Are you trolling? Annihilation is an award-winning novel that was generally well-received by critics. It may not be to your tastes, but I fail to see how its merits could be dubious.

I don't read sci-fi, so I'll have to take your word for it that a lot of them begin with out-of-context gun battles, or whatever. Perhaps that's also why I don't read sci-fi, b/c I wouldn't like that.

See the reviews on goodreads. You don't need me to tell you that a lot of people have found it lacking.
The entire series has a poor score. Like here, the scale is 1 to 5. A score of below 4 indicates a pretty poor reception, considering that those who rate it tend to like the genre.

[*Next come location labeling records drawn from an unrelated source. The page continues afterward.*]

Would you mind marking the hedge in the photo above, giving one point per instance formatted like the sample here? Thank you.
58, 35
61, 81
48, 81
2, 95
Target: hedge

https://adamfontenot.com/post/looking_at_the_distribution_of_ratings_on_goodreads

Scores tend to improve with subsequent books in a series, as only fans :) keep reading -- and thus the number of votes decreases. With this series, the score for the subsequent books are worse than that of the first.

According to some analyses, the average rating on GR is around 3.9 (see linked article). Annihilation comes below the average.
 
Last edited:
In my opinion:

Readers engage with characters. This is determined by what they do, and how they feel, not by their backstory. Similarly, readers only care about the world you've built in so far as it impacts the characters that they've engaged with.

An action sequence, done properly, shows your character in action. We get to know the real person, to quote Firefly, better than any amount of exposition can give us.

Once your character has taken shape in your reader's mind, that's when you can broaden their gaze to show the rest of the world. Don't do it too soon, and do it in small bites.

I see it like this. Characters are what you give your readers. Sitting through your exposition is what they give you. They'll be more willing to give it to you if you've already given them something, otherwise it's all on credit. So you have to balance what you give and what you ask in return. A bit of this, then a bit of that.
 
I'm a huge fan of writing in an "action" scene upfront. It's not called "expositionotica."
I like that too, but it's not always appropriate. Sometimes it can come off as desperate, like you're worried the reader will get bored. I'm surprised at how patient some readers here are, happy to take the longer ride.
 
At minimum, the very worst kind of exposition is starting a story with, "Jeff was a talented lawyer."

Those kinds of declarative statements about a character are the worst, though I must admit, I used to do things similar.

The best way, generally speaking, is to reveal things when they need to be revealed.

You have to pre-empt the reader also. Example, if looks are important to a character, then you have to mention that right away, or else readers will imagine it differently. If the woman having red hair is central to the story, then mention that right away, or else readers will imagine it one way, then you're pulling a different way.